Representative Ritchie Torres is a fighter from the Bronx who has spent his entire life working for the community he calls home. Like many people in the South Bronx, poverty and struggle have never been abstractions to him, and he governs from a place of lived experience.
Ritchie’s mother single-handedly raised him, his twin brother, and his sister in a public-housing project. She paid the bills working minimum-wage jobs, which in the 1990s paid $4.25 an hour. While Ritchie grew up with mold, lead, leaks, and no reliable heat or hot water in the winter, he watched the government spend over $100 million dollars to build a golf course across the street for Donald Trump. In 2013, at the age of 25, Ritchie became New York City’s youngest elected official and the first openly L.G.B.T.Q. person elected to office in the Bronx.
After the devastation and hardship New Yorkers experienced this past year, a post-COVID world cannot come soon enough. New York City risks becoming a shadow of its former self if we don’t make the right investments to get our economy back on track.

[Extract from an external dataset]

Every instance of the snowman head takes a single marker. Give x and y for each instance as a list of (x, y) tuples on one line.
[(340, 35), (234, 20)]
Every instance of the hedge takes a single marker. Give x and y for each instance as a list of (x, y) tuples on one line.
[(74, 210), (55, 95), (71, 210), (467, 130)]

The dual crises of COVID-19 and systemic racism have magnified the economic inequality that plagues our country, and we can’t afford to return to the pre-pandemic status quo. We need to give hard working people a fighting chance at success.
As a member of the House Committee on Financial Services, I’m fighting every day to rebuild a more inclusive middle class. I’m in favor of increasing the federal minimum wage to $15 per hour, which would give millions of Americans a fighting chance at a better life by lifting people from poverty, narrowing racial pay gaps, and building a more equitable economy for everyone.
I’m also a strong supporter of the labor movement, which is our best hope to revitalize the middle class. Strengthening unions is a pivotal step towards mitigating growing income inequality and worker safety concerns. Congress needs to significantly expand the rights of workers to unionize and enhance protections for those whose efforts to unionize are impeded by their employers.